Zitat/Motto► ——————— Castigata remordent.

Juv. Sat. II. 35.

Plus elles souffrent de leur mauvaise conduite, plus elles y retombent. ◀Zitat/Motto

Ebene 2► Metatextualität► La Lettre que j'ai publiée sur la Coterie des Veuves m'en a attiré plusieurs autres, & une en particulier de Madame la Présidente, dont je vais regaler ici mes Lecteurs. ◀Metatextualität

Metatextualität► Apologie d’une Veuve qui avoit eu six Maris. ◀Metatextualität

Ebene 3► Brief/Leserbrief► Monsieur le Satirique,

Satire► « Vous vous êtes bien épanouï la rate, à ce que vous croyez, à nous draper nous autres Veuves, sur ce que nous pensons à nous consoler si vîte après la mort de nos chers époux, & que nous en voulons même tâter de plusieurs ; mais vous ne faites aucune attention aux foibles des Maris que nous avons enterrez, ni au peu de chagrin que leur perte devoit naturellement nous causer.

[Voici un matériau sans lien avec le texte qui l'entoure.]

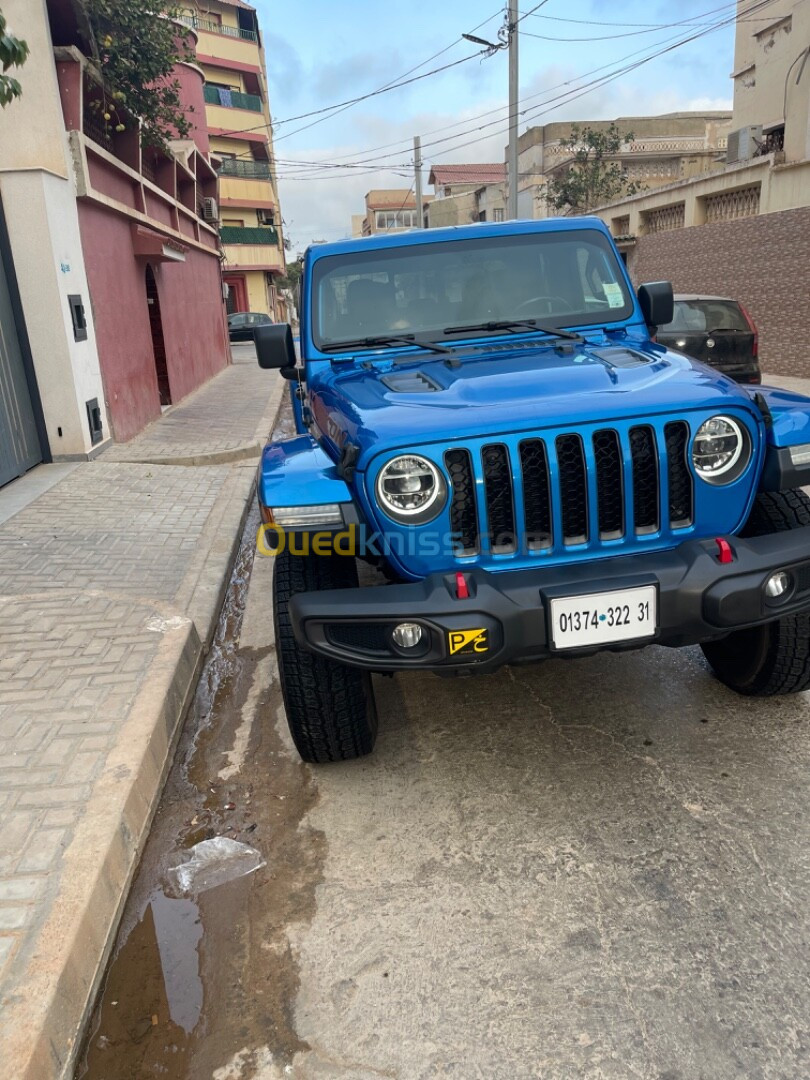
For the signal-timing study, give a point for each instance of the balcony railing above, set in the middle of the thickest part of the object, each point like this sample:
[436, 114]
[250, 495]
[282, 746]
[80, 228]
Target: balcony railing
[257, 234]
[229, 31]
[232, 98]
[246, 170]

Pour moi, qu’il vous plaît d'appeller Mad. la Présidente, un de mes Oncles, qui étoit mon Tuteur, me donna, à l’âge de quatorze ans, ou plutôt me vendit, comme je le découvris dans la suite, à un Homme qui m'accepta avec le tiers de ma [62] Dot. Cet Estasier me traita d'abord en petite Enfant, & s'imagina qu'il pouvoit m'élever à sa maniere : S'il baisoit ma Femme de Chambre en ma présence, il me croyoit assez ignorante, pour n'y trouver pas le moindre mal. Lors qu'il revenoit au Logis à cinq heures du matin saoûl comme une Grive, je ne devois rien dire, c'étoit l'usage de tous les Hommes qui aiment la Societé. L’argent m’étoit inconnu ; & qu’est-ce que j’en aurois fait, moi pauvre Innocente ? Je ne sçavois pas le dépenser. D’ailleurs il prit dans la Maison une de ses Cousines, qui étoit fort jolie, sous prétexte qu’elle auroit soin du Ménage & de gouverner mes Domestiques, dont j’étois moi-même incapable ; & pendant qu’elle avoit à sa discretion tout l’argent qu’elle vouloit, ce qui étoit bien juste, eu égard à la peine qu’elle se donnoit pour me rendre service ; je ne devois pas être assez médisante pour blâmer la familiarité qu’il y avoit entre deux personnes si proches. J’avois trop peu de courage pour disputer ; mais je n’étois pas si novice pour m’en laisser imposer de la sorte. Je fus sensible à son mépris de la maniere que je le devois, & autant que la plûpart des pauvres Femmes obéïssantes & aveuglées le sont en [63] tel cas, jusqu’à ce qu’il plût au Ciel de me délivrer de mon Tyran, qui me laissa maîtresse absoluë de mon Bien & d’un gros Doüaire.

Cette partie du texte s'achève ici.